Introducing Stable Behavioral Signatures: Clustering JavaScript by What It Does

ScanMalware Research Team
9 min read

Stable Behavioral Signatures - JavaScript API calls being clustered into behavioral categories

The Problem: Exact Hashes Don't Cluster

ScanMalware's JavaScript analysis engine monitors runtime behavior during scans -- tracking API calls like eval(), setTimeout(), fetch(), and DOM manipulation. Until now, we hashed this behavioral data with SHA-256 to create a composite fingerprint. The idea was simple: same behavior, same hash.

In practice, it didn't work. SHA-256 is an exact-match algorithm: a single bit difference produces a completely different hash. Runtime profiling data includes non-deterministic values like CPU sampling counts that vary between executions. The result: 95% of behavioral hashes were completely unique, matching only a single scan. For critical and high-risk scans, the ratio was essentially 1:1 -- every malicious scan had its own unique fingerprint.

The "Find Similar" feature on scan results was returning zero matches for nearly every scan.

Two New Algorithms

We've added two new fingerprinting algorithms that complement the existing composite hash, giving us three layers of behavioral matching with different trade-offs.

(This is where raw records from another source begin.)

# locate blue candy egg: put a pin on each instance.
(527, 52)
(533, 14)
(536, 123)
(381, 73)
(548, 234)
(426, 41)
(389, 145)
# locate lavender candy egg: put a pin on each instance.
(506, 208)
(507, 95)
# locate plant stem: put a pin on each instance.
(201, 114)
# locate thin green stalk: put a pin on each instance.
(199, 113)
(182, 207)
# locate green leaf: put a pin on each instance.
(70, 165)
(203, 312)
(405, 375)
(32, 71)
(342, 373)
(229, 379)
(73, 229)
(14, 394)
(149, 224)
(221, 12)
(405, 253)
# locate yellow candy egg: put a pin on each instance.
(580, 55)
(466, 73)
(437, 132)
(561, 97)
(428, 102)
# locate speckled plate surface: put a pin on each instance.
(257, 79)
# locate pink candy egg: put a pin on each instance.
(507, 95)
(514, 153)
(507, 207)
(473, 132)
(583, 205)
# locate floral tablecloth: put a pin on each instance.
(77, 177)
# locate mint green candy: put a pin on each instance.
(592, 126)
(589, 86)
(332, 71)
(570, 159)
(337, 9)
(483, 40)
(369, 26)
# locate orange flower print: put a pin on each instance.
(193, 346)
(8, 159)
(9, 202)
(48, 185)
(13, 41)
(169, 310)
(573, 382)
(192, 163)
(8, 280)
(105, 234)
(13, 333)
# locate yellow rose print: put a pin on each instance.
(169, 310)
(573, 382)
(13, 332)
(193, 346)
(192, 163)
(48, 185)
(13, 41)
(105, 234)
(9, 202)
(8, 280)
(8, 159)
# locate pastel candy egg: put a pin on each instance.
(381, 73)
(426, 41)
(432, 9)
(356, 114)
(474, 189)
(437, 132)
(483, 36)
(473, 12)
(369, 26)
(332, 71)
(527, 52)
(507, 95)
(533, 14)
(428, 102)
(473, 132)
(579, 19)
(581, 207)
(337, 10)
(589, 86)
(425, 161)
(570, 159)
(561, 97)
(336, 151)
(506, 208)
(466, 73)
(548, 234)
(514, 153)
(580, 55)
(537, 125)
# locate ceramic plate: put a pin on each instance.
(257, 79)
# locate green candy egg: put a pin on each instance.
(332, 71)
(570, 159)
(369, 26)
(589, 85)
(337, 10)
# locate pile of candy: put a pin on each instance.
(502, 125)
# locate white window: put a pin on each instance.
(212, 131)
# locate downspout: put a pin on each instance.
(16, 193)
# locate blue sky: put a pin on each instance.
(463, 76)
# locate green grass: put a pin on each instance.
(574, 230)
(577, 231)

Stable Behavioral Signatures

Instead of hashing exact API call counts, we categorize behavior across 21 dimensions, grouped into five categories:

API usage buckets (7 dimensions) -- each monitored API is bucketed by call count:

CountBucket
0none
1-3low
4-10med
11-50high
51-200vhigh
201+extreme

This applies to eval, Function(), setTimeout, setInterval, fetch, document.write, and DOM manipulation (innerHTML/outerHTML).

Risk flags (4 dimensions) -- boolean yes/no for whether eval, Function constructor, DOM manipulation, or document.write are used at all.

Complexity and volume (2 dimensions) -- function count bucketed into six tiers (tiny through huge), plus total API call volume.

Timing (2 dimensions) -- the execution pattern (periodic/burst/random) and timing speed (rapid/fast/moderate/slow) based on average intervals between API calls.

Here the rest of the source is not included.